ISLAMTODAY ID-Pada tanggal 29 November, Aliansi Bolivarian untuk Rakyat Amerika Kita (ALBA) menegaskan kembali dukungannya untuk Palestina.
Selain itu, mereka menuntut agar oknum yang “melanggengkan pendudukan” – mengacu pada Israel – menghentikan tindakan mereka, menghormati hukum internasional, dan mematuhi “tujuan dan prinsip-prinsip” Piagam Perserikatan Bangsa-Bangsa.
Pernyataan tersebut dilaporkan menurut berita Prensa Latina.
Dalam pernyataan resmi pada peringatan Hari Solidaritas Internasional dengan Rakyat Palestina, ALBA menegaskan kewajiban untuk mematuhi resolusi PBB yang “relevan”.
Menurut berita teleSUR, ALBA meratifikasi bahwa “satu-satunya solusi yang dapat diterima oleh komunitas internasional adalah pembentukan dua Negara-negara di perbatasan pra-1967 dan dengan Yerusalem Timur sebagai ibu kota Negara Palestina,”
Sekretariat Eksekutif ALBA menyatakan solidaritas dengan para korban serangan Israel terhadap Palestina dan mengutuk kekerasan di wilayah pendudukan, mendesak perlunya “solusi damai”.
Aliansi tersebut meminta PBB untuk “mengambil langkah mendesak dalam mempromosikan solusi konflik yang damai, komprehensif, adil dan abadi,” yang dimulai lebih dari setengah abad yang lalu.
Tim ahli PBB tentang konflik tersebut, yang berusaha agar kasus tersebut dirujuk ke Mahkamah Internasional, menegaskan bahwa “kebijakan aneksasi de facto bertentangan dengan hukum internasional”.

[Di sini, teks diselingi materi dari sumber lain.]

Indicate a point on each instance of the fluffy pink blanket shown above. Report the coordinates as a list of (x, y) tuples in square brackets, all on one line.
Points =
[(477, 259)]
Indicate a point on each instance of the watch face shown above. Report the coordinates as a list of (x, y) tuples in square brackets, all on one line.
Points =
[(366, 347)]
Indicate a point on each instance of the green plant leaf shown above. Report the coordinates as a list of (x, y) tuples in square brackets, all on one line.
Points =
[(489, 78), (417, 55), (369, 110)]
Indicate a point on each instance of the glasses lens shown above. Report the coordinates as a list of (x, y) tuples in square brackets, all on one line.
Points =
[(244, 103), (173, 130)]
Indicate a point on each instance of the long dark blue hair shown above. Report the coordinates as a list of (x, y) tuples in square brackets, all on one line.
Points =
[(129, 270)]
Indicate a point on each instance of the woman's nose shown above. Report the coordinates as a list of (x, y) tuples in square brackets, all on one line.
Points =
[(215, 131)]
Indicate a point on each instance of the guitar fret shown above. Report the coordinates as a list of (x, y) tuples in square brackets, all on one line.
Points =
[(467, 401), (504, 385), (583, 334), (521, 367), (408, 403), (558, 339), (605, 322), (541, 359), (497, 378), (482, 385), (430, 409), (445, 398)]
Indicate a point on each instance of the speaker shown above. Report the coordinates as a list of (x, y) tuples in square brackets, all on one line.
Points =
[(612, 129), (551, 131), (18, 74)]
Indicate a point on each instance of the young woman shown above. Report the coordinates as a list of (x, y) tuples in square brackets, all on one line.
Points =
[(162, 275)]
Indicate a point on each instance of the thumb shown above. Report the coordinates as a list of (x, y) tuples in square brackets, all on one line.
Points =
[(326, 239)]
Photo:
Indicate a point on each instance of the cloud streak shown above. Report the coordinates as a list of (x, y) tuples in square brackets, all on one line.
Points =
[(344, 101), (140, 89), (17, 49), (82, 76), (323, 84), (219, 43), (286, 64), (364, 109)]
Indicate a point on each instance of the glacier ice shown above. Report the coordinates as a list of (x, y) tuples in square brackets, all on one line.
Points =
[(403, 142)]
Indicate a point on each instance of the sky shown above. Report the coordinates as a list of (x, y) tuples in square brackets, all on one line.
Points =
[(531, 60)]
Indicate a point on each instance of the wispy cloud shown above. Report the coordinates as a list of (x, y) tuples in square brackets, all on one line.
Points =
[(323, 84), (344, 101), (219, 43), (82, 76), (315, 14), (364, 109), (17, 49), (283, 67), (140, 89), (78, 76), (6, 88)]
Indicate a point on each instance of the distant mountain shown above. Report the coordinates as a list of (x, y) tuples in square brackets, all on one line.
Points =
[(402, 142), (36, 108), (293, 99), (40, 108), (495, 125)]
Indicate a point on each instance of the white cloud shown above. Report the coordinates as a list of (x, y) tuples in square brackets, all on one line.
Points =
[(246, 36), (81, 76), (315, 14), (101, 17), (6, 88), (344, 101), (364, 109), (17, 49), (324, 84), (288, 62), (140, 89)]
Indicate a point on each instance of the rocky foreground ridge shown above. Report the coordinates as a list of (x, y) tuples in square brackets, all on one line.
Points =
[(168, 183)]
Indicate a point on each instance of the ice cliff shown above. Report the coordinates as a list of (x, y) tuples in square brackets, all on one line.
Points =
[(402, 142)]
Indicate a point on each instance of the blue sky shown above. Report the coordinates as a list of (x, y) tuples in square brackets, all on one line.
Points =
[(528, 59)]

“Dengan terus menduduki wilayah Palestina secara paksa, Israel memikul tanggung jawab internasional dan terus melanggar hak-hak warga Palestina secara individu dan sebagai bangsa,” ungkap komisi tersebut menyatakan dalam laporan pertamanya, di mana ia bersikeras pada ilegalitas pendudukan Israel, seperti dilansir dari The Cradle, Rabu (30/11).
Menurut kantor berita WAFA bahwa sejak tahun 1977, PBB setiap tahun memperingati Hari Solidaritas Internasional dengan Rakyat Palestina untuk menyoroti ketidakpatuhan terhadap Resolusi 181 Majelis Umum PBB, yang diadopsi pada tahun 1947.
Dokumen ini menetapkan pembagian wilayah Palestina, yang mengarah pada pembentukan dua negara, dengan Yerusalem di bawah “rezim internasional khusus.”